# Interesting article on FATCA in The Economist



## Bevdeforges

Not sure how available the articles in The Economist are to non-subscribers, but there is an interesting article this week on FATCA.
Tax evasion: Dropping the bomb | The Economist

A couple quotes to give you an idea:



> FATCA has already sent a chill through the 7m Americans who live abroad. Thousands have been told by their local banks and investment advisers that they no longer want their custom because it is too much hassle. Many others will now have to spend thousands of dollars to straighten out their paperwork with the IRS, even if they owe no tax (and most do not, since they will have paid a greater amount abroad, which counts as a credit against tax owed in America).
> 
> A record 2,999 of these exasperated expats renounced their citizenship or green cards in 2013. More than 1,000 did so in the first quarter of 2014. (Before FATCA the number was a few hundred a year.)





> As more countries are pushed to share tax information systematically, the focus will turn to America’s willingness (or lack of it) to reciprocate.
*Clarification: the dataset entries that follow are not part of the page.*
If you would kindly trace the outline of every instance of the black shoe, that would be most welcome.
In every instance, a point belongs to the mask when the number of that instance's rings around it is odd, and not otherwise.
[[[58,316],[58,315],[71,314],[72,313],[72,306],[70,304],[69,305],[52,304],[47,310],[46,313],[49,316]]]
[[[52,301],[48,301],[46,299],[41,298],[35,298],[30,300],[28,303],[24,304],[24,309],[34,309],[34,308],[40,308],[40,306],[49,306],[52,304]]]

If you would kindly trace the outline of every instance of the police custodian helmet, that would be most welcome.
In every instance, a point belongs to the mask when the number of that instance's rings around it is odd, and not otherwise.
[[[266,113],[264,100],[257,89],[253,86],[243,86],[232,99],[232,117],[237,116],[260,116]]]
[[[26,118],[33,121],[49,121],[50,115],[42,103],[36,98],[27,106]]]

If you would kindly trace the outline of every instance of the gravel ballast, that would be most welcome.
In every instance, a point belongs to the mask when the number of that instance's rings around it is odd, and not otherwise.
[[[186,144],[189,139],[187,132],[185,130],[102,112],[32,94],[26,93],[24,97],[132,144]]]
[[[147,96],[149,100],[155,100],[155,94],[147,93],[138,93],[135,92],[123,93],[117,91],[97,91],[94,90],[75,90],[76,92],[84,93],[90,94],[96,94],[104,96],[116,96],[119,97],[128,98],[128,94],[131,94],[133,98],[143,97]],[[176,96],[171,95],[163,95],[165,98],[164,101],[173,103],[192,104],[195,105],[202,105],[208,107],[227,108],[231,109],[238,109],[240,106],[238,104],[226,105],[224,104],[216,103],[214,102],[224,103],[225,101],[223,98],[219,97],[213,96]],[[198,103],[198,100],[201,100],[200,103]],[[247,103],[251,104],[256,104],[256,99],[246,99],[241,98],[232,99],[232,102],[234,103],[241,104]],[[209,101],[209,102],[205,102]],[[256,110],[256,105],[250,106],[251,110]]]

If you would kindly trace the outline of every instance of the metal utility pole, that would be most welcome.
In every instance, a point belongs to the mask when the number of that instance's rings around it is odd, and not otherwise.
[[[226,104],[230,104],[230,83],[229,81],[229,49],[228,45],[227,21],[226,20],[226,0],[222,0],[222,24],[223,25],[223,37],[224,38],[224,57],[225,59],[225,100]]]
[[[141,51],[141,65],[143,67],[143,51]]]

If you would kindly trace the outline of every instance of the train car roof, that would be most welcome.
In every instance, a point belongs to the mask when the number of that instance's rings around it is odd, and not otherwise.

Latin Americans, for instance, are big users of banks in Florida, but America remains choosy about which governments it will share data with, and how much. It also has only limited information to give on the owners of shell companies because it does not collect their names itself. In some respects, America is less upright than the tax havens it deplores.


There is also some information about the OECD proposal for sharing of tax information among governments - significantly enough "residence based" rather than citizenship based.

Anyhow - for your edification and amusement.
Cheers,
Bev


----------



## Nononymous

Today is July 1st. Happy Canada Day! Happy FATCA Day! Happy oh-the-irony day!

At some point very soon I'm going to try to open a free bank account somewhere, to see if there's a citizenship question, and more importantly, to see if the bank wants to validate the answer. (In other words, do they care if you lie, or does merely asking count as compliance?)


----------



## Bevdeforges

Just to add to your celebration of FATCA day, there is an article in today's NY Times about the amazingly p. poor state of the IRS (and other US government) computers, particularly with regard to backup systems and procedures. 

Should be interesting to see what happens with the latest "onslaught" of information on overseas account holders. (That is, if you aren't already banking with a strictly local bank that is exempt from the requirements.)
Cheers,
Bev


----------